Cam sighed and folded his tall body on to the stool. When I grinned down at him, his lips twitched. ‘That’s the first time I’ve actually heard you call me your boyfriend.’

I scrunched up my face in protest. ‘Uh-uh.’

‘Mmm-hmm.’

‘Really?’

He grinned. ‘Really.’

I braced myself as I asked, ‘How did it sound to you?’

His smile softened and he nodded. ‘Very nice.’

We shared a moment and I found myself growing all glowy inside. ‘Okay,’ I sighed, attempting not to seem like an adoring teen in love. ‘I’ll try to be quick.’
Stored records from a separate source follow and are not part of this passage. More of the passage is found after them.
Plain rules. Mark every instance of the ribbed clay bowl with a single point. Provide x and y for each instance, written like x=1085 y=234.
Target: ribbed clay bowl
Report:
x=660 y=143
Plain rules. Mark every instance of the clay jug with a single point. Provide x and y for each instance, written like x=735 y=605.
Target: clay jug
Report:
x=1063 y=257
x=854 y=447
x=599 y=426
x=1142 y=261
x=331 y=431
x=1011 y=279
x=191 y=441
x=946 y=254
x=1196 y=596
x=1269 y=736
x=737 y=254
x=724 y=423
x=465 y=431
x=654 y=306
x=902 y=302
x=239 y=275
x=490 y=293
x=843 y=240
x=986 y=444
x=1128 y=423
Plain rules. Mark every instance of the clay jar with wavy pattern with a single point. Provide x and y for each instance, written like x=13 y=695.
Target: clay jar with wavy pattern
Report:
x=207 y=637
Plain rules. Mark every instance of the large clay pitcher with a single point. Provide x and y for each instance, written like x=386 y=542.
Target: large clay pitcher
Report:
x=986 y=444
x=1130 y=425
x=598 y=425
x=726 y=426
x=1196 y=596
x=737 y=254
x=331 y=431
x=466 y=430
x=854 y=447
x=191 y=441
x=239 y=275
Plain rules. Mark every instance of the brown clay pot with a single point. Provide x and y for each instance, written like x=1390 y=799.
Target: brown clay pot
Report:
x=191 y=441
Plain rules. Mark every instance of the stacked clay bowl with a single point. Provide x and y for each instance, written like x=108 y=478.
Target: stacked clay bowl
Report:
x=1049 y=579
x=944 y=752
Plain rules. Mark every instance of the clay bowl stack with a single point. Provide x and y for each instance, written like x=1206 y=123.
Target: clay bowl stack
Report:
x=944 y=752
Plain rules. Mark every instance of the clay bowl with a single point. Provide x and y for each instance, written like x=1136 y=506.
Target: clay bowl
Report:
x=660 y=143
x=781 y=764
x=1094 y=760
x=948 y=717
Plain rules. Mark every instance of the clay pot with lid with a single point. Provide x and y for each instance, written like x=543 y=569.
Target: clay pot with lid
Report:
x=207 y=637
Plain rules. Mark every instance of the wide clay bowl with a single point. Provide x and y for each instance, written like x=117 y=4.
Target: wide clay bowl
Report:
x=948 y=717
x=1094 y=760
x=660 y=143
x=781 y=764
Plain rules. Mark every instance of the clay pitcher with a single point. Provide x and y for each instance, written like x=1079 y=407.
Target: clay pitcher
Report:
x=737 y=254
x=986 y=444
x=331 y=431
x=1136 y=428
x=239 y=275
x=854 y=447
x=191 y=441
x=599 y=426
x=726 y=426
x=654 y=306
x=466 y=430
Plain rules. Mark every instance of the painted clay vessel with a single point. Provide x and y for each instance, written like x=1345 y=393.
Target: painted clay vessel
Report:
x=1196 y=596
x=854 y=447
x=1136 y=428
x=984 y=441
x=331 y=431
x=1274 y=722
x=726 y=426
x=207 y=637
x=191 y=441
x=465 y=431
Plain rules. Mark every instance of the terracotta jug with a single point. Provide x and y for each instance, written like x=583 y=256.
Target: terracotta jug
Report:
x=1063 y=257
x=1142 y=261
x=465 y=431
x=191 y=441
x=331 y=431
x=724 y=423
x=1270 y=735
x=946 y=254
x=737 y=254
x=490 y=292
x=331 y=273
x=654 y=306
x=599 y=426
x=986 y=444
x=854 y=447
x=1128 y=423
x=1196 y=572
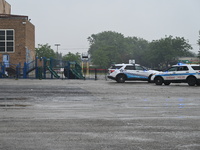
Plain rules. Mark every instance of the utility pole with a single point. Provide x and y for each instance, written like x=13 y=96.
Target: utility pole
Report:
x=57 y=50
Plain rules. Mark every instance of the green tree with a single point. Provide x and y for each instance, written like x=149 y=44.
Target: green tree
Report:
x=111 y=45
x=167 y=51
x=72 y=57
x=45 y=51
x=198 y=42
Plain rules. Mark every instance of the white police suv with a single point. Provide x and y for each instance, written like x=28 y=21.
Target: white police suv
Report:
x=180 y=73
x=123 y=72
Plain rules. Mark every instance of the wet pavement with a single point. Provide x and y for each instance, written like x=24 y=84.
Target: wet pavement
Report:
x=98 y=115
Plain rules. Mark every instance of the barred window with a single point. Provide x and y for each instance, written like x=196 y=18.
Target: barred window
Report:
x=6 y=40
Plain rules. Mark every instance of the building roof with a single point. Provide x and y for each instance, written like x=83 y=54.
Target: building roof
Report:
x=13 y=16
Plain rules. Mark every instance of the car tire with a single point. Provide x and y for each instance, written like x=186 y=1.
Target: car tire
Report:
x=121 y=78
x=167 y=83
x=149 y=79
x=192 y=81
x=158 y=81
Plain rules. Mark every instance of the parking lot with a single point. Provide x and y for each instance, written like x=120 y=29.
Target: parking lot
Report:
x=98 y=115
After shutting the curtain, I hurried out of my clothes and into the first dress. I thought it was too short. Cam agreed. ‘This is easy.’ I smiled and dashed back behind the curtain. There was a succession of ‘no’ and ‘maybe’ verdicts until I finally tried on a dark blue lace pencil dress, classy and elegant but so body-forming that it was sexy too.

‘What do you think?’ I twirled around for Cam as I came out from behind the curtain.

His eyes drifted from the tip of my toes to my face, growing more heated as they did. Then he merely nodded.

I raised an eyebrow in question. ‘Good?’

When he just nodded again, I shrugged and dipped back behind the curtain. I stared at my reflection for a moment. Well, I like it.

I was just about to reach for the zip, when the curtain ruffled behind me and Cameron slipped inside, pulling it closed behind him. I felt my heart begin to speed up, my skin already flushing with anticipation. I didn’t need to ask him what he was doing. I knew that look on his face all too well.